Replaces the unsafe DB update flag with legacy status projection configuration.
Derives API site state from open v2 events and documents the shadow-state rollout.
Adds MySQL 5.7 compatibility, startup warnings, delivery claim-loop hardening, health-check behavior, audit improvements, and related coverage.
Refreshes architecture docs and API reference alignment.

Review notes:
This PR is mostly correctness and operational hardening around the API, event projection, and outbound delivery paths introduced by the earlier stack entries.

Each httptrace phase has a Start hook and a Done hook. When the connection fails mid-way (TCP refused, TLS handshake failure, hostname resolution then disconnect, etc.), the Start hook fires but the matching Done hook never does — leaving its *End timestamp as the zero time.Time. The recording code then computed zero_time.Sub(real_time), which is roughly the negative of the original timestamp's nanoseconds — a huge negative duration that overflows the INT NULL columns in jetmon_check_history. The visible symptom was a flood of repeat log lines on every check round whenever a monitored site refused TCP: orchestrator: record history blog_id=N: Error 1264 (22003): Out of range value for column 'dns_ms' at row 1 The fix is one line per phase: only record a duration if BOTH the Start and Done hooks fired. A failed phase reports zero rather than a misleading negative value. Zero is the right reporting because the phase didn't successfully complete — there is no "duration" to report. Regression test added to TestCheckConnectionRefused asserting all three phase durations are non-negative on a connection-refused target. Without the fix, TCP would be ~ -unix-nanos.

The previous diagram described the original drop-in rewrite — three boxes (orchestrator, check pool, gRPC server) talking to the same internal channels. The v2 branch has three more independently-scaling concerns the diagram didn't show: the REST API server, the webhook delivery worker, and the alerting delivery worker — all consumers of jetmon_event_transitions via the eventstore. Updated diagram shows the layered shape: - Top tier: orchestrator + check pool + veriflier transport (the "monitor what's out there" half) - Middle: eventstore as the single writer for events / transitions - Bottom tier: API + webhook worker + alerting worker (the "tell the world about it" half) Plus inline component descriptions for each new package and an explicit forward-looking note about the deliverer-binary split tracked in ROADMAP.md, so future agents have a route from "I see two delivery workers" to "yes, intentionally — they unify when the binary extracts." WPCOM is shown as the legacy notification path coexisting with alert contacts, matching the design decision documented in API.md "Family 5 → Relationship to legacy WPCOM notifications."

Adds docs/adr/ with a README explaining the format and seven ADRs covering the load-bearing decisions on this branch — the kind of "why is X like this" question that has been re-explained more than once in code review, commit messages, and inline design rationale.
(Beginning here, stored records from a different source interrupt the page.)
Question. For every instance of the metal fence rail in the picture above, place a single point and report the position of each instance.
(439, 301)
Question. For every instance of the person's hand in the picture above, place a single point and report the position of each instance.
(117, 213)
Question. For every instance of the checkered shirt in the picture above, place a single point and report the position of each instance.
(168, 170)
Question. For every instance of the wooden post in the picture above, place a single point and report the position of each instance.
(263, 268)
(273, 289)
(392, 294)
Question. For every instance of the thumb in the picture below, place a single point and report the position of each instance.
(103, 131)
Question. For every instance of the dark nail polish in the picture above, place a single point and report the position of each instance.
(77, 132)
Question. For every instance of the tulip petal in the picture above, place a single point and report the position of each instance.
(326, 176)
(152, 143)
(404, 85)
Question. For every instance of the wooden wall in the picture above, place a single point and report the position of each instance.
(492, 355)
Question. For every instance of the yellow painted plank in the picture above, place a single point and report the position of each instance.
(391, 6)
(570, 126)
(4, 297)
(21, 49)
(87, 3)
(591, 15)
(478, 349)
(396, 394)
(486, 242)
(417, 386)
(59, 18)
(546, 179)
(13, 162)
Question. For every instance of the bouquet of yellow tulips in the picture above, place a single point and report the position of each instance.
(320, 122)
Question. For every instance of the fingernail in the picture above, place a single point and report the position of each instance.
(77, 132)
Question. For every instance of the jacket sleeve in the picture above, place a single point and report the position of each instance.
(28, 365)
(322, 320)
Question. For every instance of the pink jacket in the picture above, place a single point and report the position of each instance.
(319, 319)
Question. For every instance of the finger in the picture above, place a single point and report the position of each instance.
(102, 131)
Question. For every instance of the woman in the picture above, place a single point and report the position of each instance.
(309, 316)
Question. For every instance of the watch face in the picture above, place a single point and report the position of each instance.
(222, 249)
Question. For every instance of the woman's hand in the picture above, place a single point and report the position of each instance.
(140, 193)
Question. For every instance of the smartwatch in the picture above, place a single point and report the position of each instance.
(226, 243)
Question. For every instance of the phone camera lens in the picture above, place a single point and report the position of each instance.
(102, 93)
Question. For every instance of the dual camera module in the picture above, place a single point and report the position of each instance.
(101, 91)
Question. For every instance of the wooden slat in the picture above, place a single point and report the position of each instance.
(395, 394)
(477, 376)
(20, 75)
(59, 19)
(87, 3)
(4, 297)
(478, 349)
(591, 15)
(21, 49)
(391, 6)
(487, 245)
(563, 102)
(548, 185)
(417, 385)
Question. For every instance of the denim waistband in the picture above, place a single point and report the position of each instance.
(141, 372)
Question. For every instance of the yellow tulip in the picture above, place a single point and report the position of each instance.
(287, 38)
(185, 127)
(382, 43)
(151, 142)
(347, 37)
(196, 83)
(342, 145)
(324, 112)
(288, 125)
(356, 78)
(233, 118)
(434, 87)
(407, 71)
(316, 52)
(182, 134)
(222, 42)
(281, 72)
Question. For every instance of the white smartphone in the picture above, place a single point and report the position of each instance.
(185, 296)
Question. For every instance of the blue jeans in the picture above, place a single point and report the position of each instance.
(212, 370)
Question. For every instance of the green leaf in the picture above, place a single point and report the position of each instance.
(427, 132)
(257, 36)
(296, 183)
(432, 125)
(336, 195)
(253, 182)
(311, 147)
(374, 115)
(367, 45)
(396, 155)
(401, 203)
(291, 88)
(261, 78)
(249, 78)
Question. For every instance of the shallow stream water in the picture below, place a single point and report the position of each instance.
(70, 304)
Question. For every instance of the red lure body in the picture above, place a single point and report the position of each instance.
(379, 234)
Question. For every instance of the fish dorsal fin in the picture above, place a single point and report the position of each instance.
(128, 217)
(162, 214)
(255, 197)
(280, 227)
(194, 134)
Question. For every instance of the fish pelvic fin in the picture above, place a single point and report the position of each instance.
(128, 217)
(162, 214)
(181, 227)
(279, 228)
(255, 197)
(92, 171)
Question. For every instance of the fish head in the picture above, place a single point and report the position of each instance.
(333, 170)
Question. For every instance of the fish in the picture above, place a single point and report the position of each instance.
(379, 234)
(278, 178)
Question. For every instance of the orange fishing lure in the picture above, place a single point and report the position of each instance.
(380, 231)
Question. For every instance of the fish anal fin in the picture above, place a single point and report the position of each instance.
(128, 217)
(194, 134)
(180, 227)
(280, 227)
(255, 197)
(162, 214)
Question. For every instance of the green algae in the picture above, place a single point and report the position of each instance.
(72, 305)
Each ADR is short (Status / Context / Decision / Consequences, plus Alternatives where useful) and cross-links to the others and to the relevant code paths. 0001 — Event-sourced state model with dedicated transitions table 0002 — Internal-only API behind a gateway 0003 — Plaintext credential storage for outbound dispatch 0004 — Stripe-style HMAC-SHA256 webhook signatures 0005 — Pull-only webhook and alerting delivery 0006 — Separate internal/alerting and internal/webhooks packages 0007 — Soft-lock claim vs SELECT ... FOR UPDATE SKIP LOCKED AGENTS.md picks up a Key Files row pointing future agents at docs/adr/. The README explains the conventions: append-only after acceptance, one decision per ADR, cross-link generously, don't backfill speculatively. No code changes; pure docs.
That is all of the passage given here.